Because the complexity of their finances often defies outside scrutiny, and because even subtle changes in collective bargaining contracts can mean large increases in future liabilities, local governments can end up taking on huge burdens without their residents being any the wiser. And because of their ability to serially refinance their debts and put off required pension contributions, these governments are also well positioned to dig themselves into deep holes. It doesn’t help that many public officials who negotiate collective-bargaining deals often rely on support from employee unions to get elected, and these officials themselves participate in the same kind of public-pension systems as rank-and-file government employees.
Yet Detroit’s woes show that not just taxpayers but also government employees themselves have an interest in more transparent arrangements — in which these workers receive relatively more compensation up front, rather in the distant future, and the agencies that employ them are subject to more stringent requirements for funding their pensions fully.

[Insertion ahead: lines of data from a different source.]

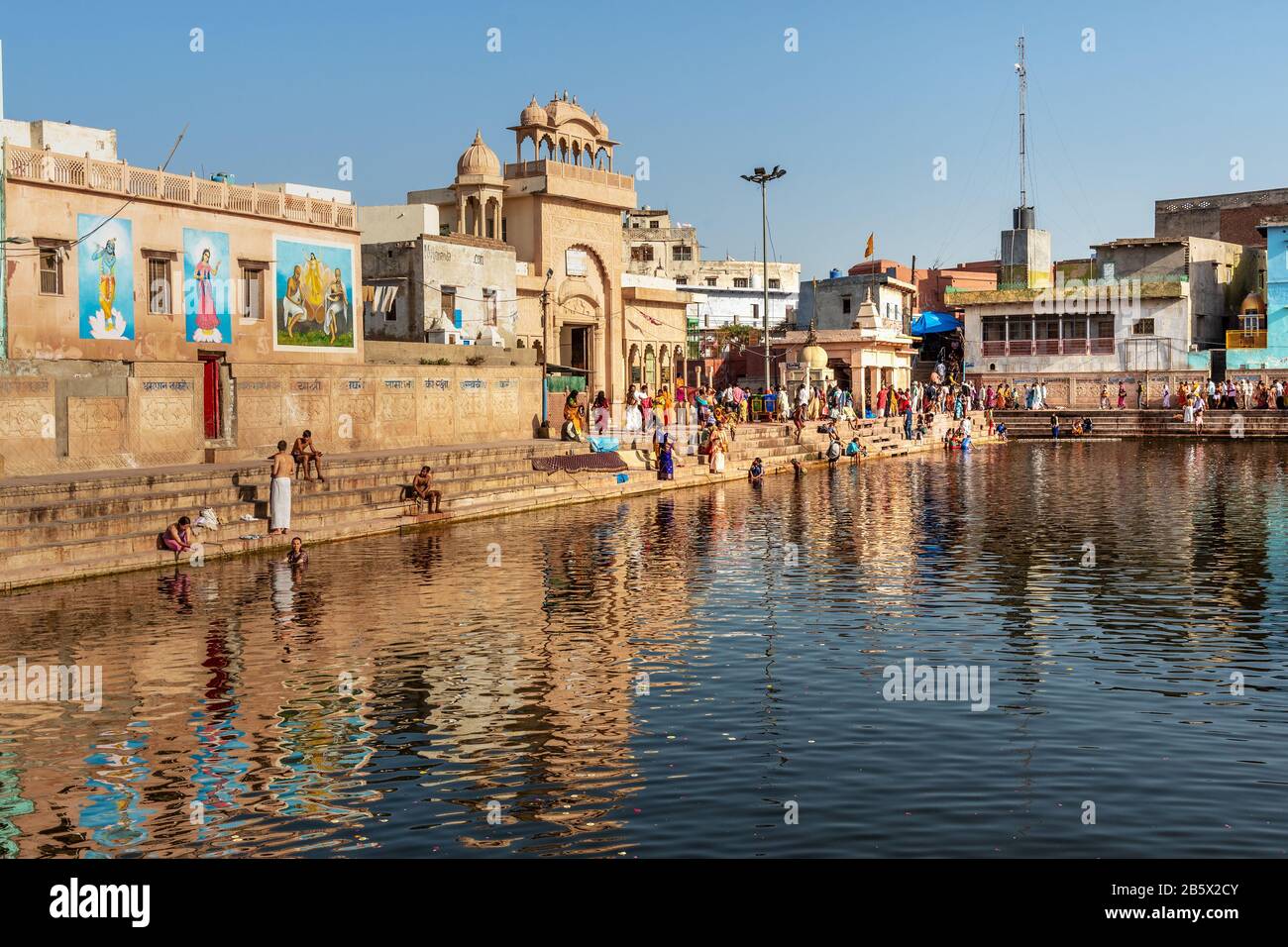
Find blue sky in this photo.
[0,0,1288,278]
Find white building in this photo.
[358,204,522,346]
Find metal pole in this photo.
[541,277,550,437]
[760,180,769,390]
[0,138,9,361]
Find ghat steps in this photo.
[993,408,1288,440]
[0,419,973,588]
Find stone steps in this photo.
[0,419,973,587]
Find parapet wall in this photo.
[0,360,541,476]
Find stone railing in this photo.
[505,158,635,187]
[5,145,357,231]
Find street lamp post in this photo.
[739,164,787,393]
[537,268,555,438]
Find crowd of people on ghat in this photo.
[561,362,994,479]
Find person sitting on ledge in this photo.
[827,430,842,467]
[411,464,443,513]
[158,517,192,562]
[291,430,326,483]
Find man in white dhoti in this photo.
[268,441,295,536]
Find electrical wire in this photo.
[5,124,188,258]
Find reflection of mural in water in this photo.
[77,727,156,852]
[0,753,36,858]
[76,214,134,339]
[273,237,356,349]
[0,443,1288,857]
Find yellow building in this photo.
[407,93,687,414]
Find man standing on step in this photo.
[268,441,295,536]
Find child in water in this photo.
[286,536,309,566]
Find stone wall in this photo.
[966,369,1274,408]
[0,361,541,476]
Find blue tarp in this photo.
[912,312,962,335]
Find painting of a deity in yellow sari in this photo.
[274,237,355,349]
[183,227,233,346]
[76,214,134,339]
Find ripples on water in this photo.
[0,442,1288,857]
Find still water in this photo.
[0,442,1288,857]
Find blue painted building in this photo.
[1225,217,1288,372]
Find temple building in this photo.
[360,91,690,410]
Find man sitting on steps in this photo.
[291,430,326,483]
[411,464,443,513]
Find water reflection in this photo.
[0,442,1288,856]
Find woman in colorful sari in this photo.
[626,385,644,434]
[564,390,581,441]
[192,246,223,338]
[591,391,613,436]
[707,425,729,473]
[693,388,711,424]
[657,434,675,480]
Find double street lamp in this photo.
[739,164,787,393]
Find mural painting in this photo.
[183,227,233,346]
[76,214,134,340]
[273,237,356,352]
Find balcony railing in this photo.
[1225,329,1266,349]
[980,338,1115,356]
[5,145,357,230]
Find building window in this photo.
[40,246,63,296]
[441,286,461,329]
[149,257,170,316]
[242,266,265,320]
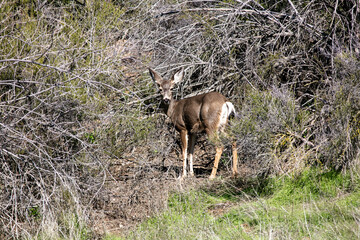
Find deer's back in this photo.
[171,92,226,133]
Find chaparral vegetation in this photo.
[0,0,360,239]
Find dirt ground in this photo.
[92,132,245,236]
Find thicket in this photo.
[0,0,360,238]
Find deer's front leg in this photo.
[180,130,188,177]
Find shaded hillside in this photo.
[0,0,360,239]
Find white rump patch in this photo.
[219,102,235,131]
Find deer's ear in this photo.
[149,68,163,85]
[171,68,184,84]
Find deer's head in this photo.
[149,68,184,104]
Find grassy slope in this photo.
[106,169,360,239]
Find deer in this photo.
[149,68,238,179]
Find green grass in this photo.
[111,169,360,240]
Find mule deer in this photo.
[149,68,237,179]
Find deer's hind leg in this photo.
[189,133,196,176]
[180,130,188,178]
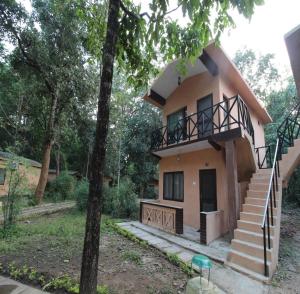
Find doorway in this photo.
[199,169,218,212]
[197,94,213,138]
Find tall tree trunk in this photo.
[80,0,120,294]
[55,143,60,177]
[35,140,53,204]
[35,95,58,204]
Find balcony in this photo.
[151,96,254,156]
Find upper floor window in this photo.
[167,107,186,144]
[0,168,6,185]
[163,171,184,201]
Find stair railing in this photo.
[277,103,300,159]
[261,139,280,277]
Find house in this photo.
[140,43,300,280]
[0,151,41,199]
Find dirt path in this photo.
[270,207,300,294]
[0,214,188,294]
[0,201,76,224]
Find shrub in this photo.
[74,180,89,211]
[47,171,76,201]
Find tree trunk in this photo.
[35,140,53,204]
[80,0,120,294]
[55,144,60,177]
[35,90,58,204]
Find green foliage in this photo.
[234,48,281,102]
[2,156,28,236]
[104,219,149,248]
[74,180,89,211]
[122,250,142,265]
[46,171,76,201]
[167,253,194,277]
[103,178,138,218]
[0,263,109,294]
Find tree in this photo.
[80,0,262,293]
[233,49,281,101]
[0,0,94,202]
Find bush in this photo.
[103,178,138,218]
[74,180,89,211]
[74,178,138,218]
[46,171,76,201]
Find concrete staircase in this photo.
[227,139,300,281]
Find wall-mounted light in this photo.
[177,76,181,86]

Federal laws currently impose strict rules on private employers that offer pensions; these companies must set aside enough money in advance that retirees aren’t caught short if their employers go bankrupt years later. Those same rules don’t apply to public pensions. Congress should change that, because state and local officials can’t be counted on to adequately prepare for employees’ retirement.
In flush times, state and local governments can afford to set aside more money, but there’s little pressure to handle ugly long-term problems. During economic rough patches, state lawmakers are more willing to make unpopular cost-cutting choices — such as the Legislature’s 2011 reform of municipal employees’ health care — but the pressure to refinance debts and stretch out today’s obligations deeper into the future only grows.
Detroit shows where such an approach can lead: Desperate for money, it entered into complex interest-rate gambles with Wall Street financial companies and lost, making its own plight worse. Once among the nation’s most prosperous cities, Detroit is at the point where its art museum may have to unload precious works to pay down debts. When a city is selling off its assets just to pay what it promised to yesterday’s employees, its hopes of regaining its footing are slim.
Other communities, in Massachusetts and elsewhere, will have more room to maneuver — as long as they’re pressed to put aside money, and to never promise more than they can pay up front.